As I listened to our guide, and the lively debate among our group that followed, I began to reflect upon the U.S.  What I came away feeling, more than ever, was how wrong a far-reaching Federalist approach to governing was.  Even from the outset of the U.S., the founding fathers had no intention of a central federal government providing much more than protection to its citizens, instead relying on the state governments to handle most of what needed to be handled for their daily lives.  This makes so much more sense for so many reasons that I feel its almost silly for me to have to recount them here.  I suppose accountability is about all that one really needs to say, and maybe also an enhanced capacity for empathy.

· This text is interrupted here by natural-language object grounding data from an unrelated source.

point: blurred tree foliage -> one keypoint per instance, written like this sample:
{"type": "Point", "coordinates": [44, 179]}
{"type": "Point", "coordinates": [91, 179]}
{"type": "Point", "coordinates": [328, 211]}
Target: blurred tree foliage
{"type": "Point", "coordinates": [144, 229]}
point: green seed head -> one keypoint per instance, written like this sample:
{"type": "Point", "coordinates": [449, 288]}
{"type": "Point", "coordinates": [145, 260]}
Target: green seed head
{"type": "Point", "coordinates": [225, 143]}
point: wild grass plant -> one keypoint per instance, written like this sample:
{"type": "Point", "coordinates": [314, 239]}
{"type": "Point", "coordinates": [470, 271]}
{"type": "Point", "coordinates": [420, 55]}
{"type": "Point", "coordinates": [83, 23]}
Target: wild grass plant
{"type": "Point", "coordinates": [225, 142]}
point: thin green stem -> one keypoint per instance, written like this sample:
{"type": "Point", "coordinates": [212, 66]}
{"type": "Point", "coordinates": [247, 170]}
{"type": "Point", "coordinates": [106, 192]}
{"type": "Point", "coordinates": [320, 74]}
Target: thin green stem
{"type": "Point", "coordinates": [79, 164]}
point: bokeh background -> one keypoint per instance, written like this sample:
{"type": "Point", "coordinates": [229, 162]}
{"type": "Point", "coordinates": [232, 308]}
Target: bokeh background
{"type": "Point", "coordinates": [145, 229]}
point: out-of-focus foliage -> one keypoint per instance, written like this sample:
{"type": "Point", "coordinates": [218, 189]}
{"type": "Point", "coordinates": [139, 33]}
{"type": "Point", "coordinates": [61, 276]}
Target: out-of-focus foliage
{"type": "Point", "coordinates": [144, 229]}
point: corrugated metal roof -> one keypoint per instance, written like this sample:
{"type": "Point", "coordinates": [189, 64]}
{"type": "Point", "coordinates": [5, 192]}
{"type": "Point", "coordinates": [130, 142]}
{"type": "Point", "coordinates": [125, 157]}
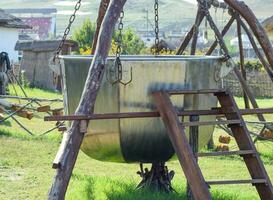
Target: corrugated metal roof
{"type": "Point", "coordinates": [10, 21]}
{"type": "Point", "coordinates": [43, 45]}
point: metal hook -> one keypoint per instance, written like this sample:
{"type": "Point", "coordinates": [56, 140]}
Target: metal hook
{"type": "Point", "coordinates": [119, 76]}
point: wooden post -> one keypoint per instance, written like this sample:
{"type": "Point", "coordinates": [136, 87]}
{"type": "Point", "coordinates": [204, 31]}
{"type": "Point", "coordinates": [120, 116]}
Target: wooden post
{"type": "Point", "coordinates": [237, 71]}
{"type": "Point", "coordinates": [193, 140]}
{"type": "Point", "coordinates": [224, 31]}
{"type": "Point", "coordinates": [255, 26]}
{"type": "Point", "coordinates": [257, 51]}
{"type": "Point", "coordinates": [242, 60]}
{"type": "Point", "coordinates": [198, 21]}
{"type": "Point", "coordinates": [189, 35]}
{"type": "Point", "coordinates": [102, 10]}
{"type": "Point", "coordinates": [68, 152]}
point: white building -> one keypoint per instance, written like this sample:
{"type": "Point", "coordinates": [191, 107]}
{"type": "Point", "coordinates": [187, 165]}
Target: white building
{"type": "Point", "coordinates": [9, 34]}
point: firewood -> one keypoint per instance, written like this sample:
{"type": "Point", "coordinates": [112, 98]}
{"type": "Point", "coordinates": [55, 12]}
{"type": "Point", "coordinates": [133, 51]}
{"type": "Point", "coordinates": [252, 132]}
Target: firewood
{"type": "Point", "coordinates": [267, 134]}
{"type": "Point", "coordinates": [2, 116]}
{"type": "Point", "coordinates": [43, 109]}
{"type": "Point", "coordinates": [2, 109]}
{"type": "Point", "coordinates": [225, 139]}
{"type": "Point", "coordinates": [25, 114]}
{"type": "Point", "coordinates": [222, 147]}
{"type": "Point", "coordinates": [62, 129]}
{"type": "Point", "coordinates": [57, 112]}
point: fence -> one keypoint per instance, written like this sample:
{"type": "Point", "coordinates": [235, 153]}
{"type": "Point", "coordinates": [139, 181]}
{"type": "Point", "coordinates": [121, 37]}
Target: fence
{"type": "Point", "coordinates": [259, 83]}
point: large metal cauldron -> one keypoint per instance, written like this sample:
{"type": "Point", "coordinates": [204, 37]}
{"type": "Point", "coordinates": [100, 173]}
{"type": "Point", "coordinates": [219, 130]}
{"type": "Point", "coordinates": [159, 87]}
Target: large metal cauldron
{"type": "Point", "coordinates": [139, 140]}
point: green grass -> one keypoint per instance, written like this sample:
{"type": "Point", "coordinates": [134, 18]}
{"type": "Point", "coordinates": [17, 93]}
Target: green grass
{"type": "Point", "coordinates": [25, 168]}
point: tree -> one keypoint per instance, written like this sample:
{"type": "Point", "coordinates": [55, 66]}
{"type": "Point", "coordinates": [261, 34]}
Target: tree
{"type": "Point", "coordinates": [131, 42]}
{"type": "Point", "coordinates": [84, 35]}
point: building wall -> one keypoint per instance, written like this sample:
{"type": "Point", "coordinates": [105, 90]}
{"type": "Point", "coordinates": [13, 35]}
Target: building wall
{"type": "Point", "coordinates": [36, 69]}
{"type": "Point", "coordinates": [9, 37]}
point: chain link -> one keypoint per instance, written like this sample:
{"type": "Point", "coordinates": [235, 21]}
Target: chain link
{"type": "Point", "coordinates": [67, 30]}
{"type": "Point", "coordinates": [119, 46]}
{"type": "Point", "coordinates": [156, 27]}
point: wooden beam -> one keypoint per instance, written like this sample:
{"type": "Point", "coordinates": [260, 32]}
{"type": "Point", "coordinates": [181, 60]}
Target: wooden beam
{"type": "Point", "coordinates": [216, 111]}
{"type": "Point", "coordinates": [231, 182]}
{"type": "Point", "coordinates": [226, 153]}
{"type": "Point", "coordinates": [189, 35]}
{"type": "Point", "coordinates": [228, 122]}
{"type": "Point", "coordinates": [257, 51]}
{"type": "Point", "coordinates": [255, 26]}
{"type": "Point", "coordinates": [182, 148]}
{"type": "Point", "coordinates": [102, 11]}
{"type": "Point", "coordinates": [223, 33]}
{"type": "Point", "coordinates": [242, 59]}
{"type": "Point", "coordinates": [72, 139]}
{"type": "Point", "coordinates": [197, 23]}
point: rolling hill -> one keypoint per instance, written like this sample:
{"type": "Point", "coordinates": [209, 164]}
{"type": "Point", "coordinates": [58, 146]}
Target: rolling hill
{"type": "Point", "coordinates": [174, 14]}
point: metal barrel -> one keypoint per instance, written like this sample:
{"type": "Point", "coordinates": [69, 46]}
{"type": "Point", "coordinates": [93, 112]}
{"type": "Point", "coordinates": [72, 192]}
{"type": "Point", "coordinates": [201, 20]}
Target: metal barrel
{"type": "Point", "coordinates": [139, 140]}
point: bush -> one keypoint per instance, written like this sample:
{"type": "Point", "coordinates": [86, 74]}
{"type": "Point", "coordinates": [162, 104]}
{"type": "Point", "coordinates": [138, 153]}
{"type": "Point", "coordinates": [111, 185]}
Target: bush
{"type": "Point", "coordinates": [131, 42]}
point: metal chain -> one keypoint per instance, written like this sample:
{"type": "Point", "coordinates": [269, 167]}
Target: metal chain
{"type": "Point", "coordinates": [156, 28]}
{"type": "Point", "coordinates": [119, 39]}
{"type": "Point", "coordinates": [119, 46]}
{"type": "Point", "coordinates": [67, 30]}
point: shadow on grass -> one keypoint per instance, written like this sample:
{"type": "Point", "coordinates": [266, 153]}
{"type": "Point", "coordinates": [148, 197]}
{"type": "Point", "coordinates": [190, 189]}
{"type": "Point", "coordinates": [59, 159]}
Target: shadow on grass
{"type": "Point", "coordinates": [123, 191]}
{"type": "Point", "coordinates": [6, 123]}
{"type": "Point", "coordinates": [86, 187]}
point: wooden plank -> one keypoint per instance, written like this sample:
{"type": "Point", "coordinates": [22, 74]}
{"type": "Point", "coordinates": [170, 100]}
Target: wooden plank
{"type": "Point", "coordinates": [224, 31]}
{"type": "Point", "coordinates": [208, 91]}
{"type": "Point", "coordinates": [255, 26]}
{"type": "Point", "coordinates": [182, 148]}
{"type": "Point", "coordinates": [227, 153]}
{"type": "Point", "coordinates": [188, 37]}
{"type": "Point", "coordinates": [198, 21]}
{"type": "Point", "coordinates": [211, 123]}
{"type": "Point", "coordinates": [244, 141]}
{"type": "Point", "coordinates": [232, 182]}
{"type": "Point", "coordinates": [216, 111]}
{"type": "Point", "coordinates": [242, 59]}
{"type": "Point", "coordinates": [72, 139]}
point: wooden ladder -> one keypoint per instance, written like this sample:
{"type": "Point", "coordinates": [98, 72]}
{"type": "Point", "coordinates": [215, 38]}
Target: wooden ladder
{"type": "Point", "coordinates": [188, 162]}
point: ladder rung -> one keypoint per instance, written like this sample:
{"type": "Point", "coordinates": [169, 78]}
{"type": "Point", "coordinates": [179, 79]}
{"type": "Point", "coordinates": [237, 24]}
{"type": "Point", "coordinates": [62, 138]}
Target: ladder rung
{"type": "Point", "coordinates": [227, 182]}
{"type": "Point", "coordinates": [227, 153]}
{"type": "Point", "coordinates": [211, 123]}
{"type": "Point", "coordinates": [209, 91]}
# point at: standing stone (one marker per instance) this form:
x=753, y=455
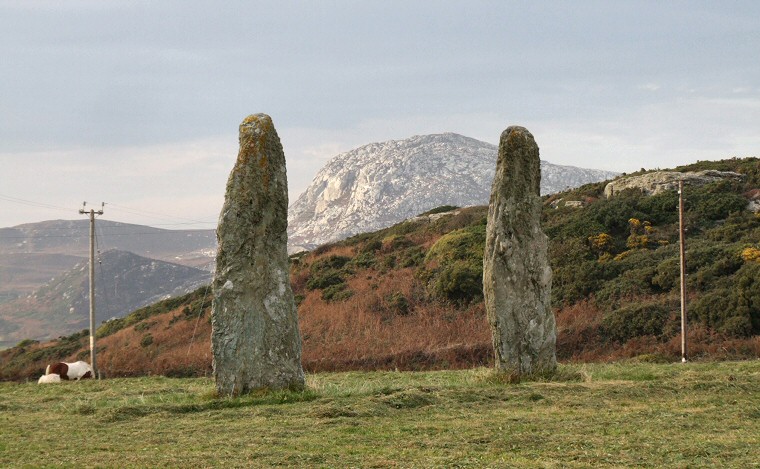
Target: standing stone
x=255, y=339
x=516, y=273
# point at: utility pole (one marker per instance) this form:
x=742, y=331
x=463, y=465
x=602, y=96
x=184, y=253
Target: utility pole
x=682, y=243
x=92, y=214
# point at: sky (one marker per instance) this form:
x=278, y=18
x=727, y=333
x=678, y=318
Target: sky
x=137, y=103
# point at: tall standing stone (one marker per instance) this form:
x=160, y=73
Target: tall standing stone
x=255, y=338
x=516, y=272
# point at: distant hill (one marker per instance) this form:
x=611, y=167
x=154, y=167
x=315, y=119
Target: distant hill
x=31, y=254
x=377, y=185
x=124, y=282
x=410, y=296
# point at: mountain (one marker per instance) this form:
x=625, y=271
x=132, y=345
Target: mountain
x=71, y=237
x=31, y=254
x=409, y=297
x=124, y=281
x=380, y=184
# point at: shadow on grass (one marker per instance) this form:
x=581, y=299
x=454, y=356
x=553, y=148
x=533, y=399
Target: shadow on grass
x=560, y=375
x=259, y=398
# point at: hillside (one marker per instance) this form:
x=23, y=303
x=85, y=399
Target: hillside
x=410, y=296
x=31, y=254
x=377, y=185
x=124, y=282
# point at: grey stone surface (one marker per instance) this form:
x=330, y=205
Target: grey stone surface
x=660, y=181
x=255, y=338
x=516, y=273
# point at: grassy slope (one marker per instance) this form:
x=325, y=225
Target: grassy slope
x=408, y=297
x=693, y=415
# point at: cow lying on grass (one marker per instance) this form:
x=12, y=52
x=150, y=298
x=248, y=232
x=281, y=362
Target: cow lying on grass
x=77, y=370
x=51, y=378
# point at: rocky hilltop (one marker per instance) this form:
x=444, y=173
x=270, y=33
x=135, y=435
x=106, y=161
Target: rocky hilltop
x=656, y=182
x=124, y=282
x=380, y=184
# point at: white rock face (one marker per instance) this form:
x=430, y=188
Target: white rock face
x=379, y=184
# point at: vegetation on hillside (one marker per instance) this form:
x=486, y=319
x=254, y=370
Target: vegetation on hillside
x=410, y=296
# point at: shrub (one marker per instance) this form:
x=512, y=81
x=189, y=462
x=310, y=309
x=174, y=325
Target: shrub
x=639, y=319
x=398, y=303
x=337, y=292
x=325, y=279
x=371, y=246
x=146, y=341
x=441, y=209
x=364, y=260
x=460, y=282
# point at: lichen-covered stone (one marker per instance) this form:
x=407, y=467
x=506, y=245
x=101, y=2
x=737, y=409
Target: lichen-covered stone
x=255, y=339
x=516, y=272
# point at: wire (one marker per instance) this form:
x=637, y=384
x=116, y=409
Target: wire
x=32, y=203
x=150, y=214
x=105, y=235
x=200, y=313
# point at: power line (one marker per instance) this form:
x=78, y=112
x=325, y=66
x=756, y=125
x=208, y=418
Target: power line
x=32, y=203
x=168, y=232
x=119, y=208
x=150, y=214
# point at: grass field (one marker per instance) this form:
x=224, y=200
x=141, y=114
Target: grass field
x=616, y=415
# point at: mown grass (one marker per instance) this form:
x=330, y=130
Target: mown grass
x=618, y=415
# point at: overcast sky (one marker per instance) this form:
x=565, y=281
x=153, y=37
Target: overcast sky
x=137, y=103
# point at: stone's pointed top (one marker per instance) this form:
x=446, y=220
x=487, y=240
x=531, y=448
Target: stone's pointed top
x=257, y=119
x=518, y=130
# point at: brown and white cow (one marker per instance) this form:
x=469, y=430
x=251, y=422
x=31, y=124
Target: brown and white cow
x=51, y=378
x=77, y=370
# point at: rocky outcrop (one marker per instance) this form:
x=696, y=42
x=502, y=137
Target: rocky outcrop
x=516, y=273
x=377, y=185
x=660, y=181
x=255, y=338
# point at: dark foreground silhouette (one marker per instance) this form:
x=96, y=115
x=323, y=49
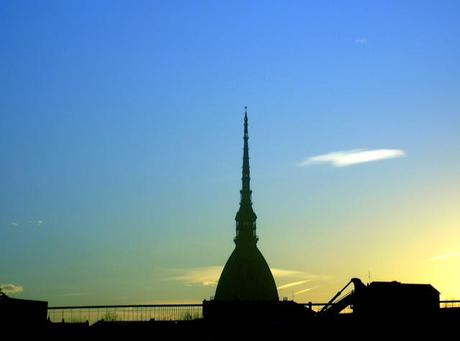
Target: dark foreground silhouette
x=380, y=310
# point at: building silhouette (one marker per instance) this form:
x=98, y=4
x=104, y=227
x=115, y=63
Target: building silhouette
x=246, y=275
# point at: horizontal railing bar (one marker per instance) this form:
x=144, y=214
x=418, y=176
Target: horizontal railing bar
x=127, y=306
x=179, y=305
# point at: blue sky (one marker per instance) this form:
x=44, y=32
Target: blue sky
x=121, y=144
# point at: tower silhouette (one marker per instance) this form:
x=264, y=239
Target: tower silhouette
x=246, y=275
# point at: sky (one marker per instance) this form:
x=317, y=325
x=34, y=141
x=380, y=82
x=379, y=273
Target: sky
x=121, y=145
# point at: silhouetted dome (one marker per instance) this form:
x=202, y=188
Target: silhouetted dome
x=246, y=277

Well, in the spirit of the July 4th Independence Day it is my great wish that the expansionist federal government that we’ve witnessed for at least the past five and half years will be reversed in due course.  I am certain that this will go a very long way to reducing our nation’s deficit and will bring improved services to our citizens.  And for my new Catalonian friends, I hope that they too can at the very least benefit from less control from Madrid and have more self-government in their region.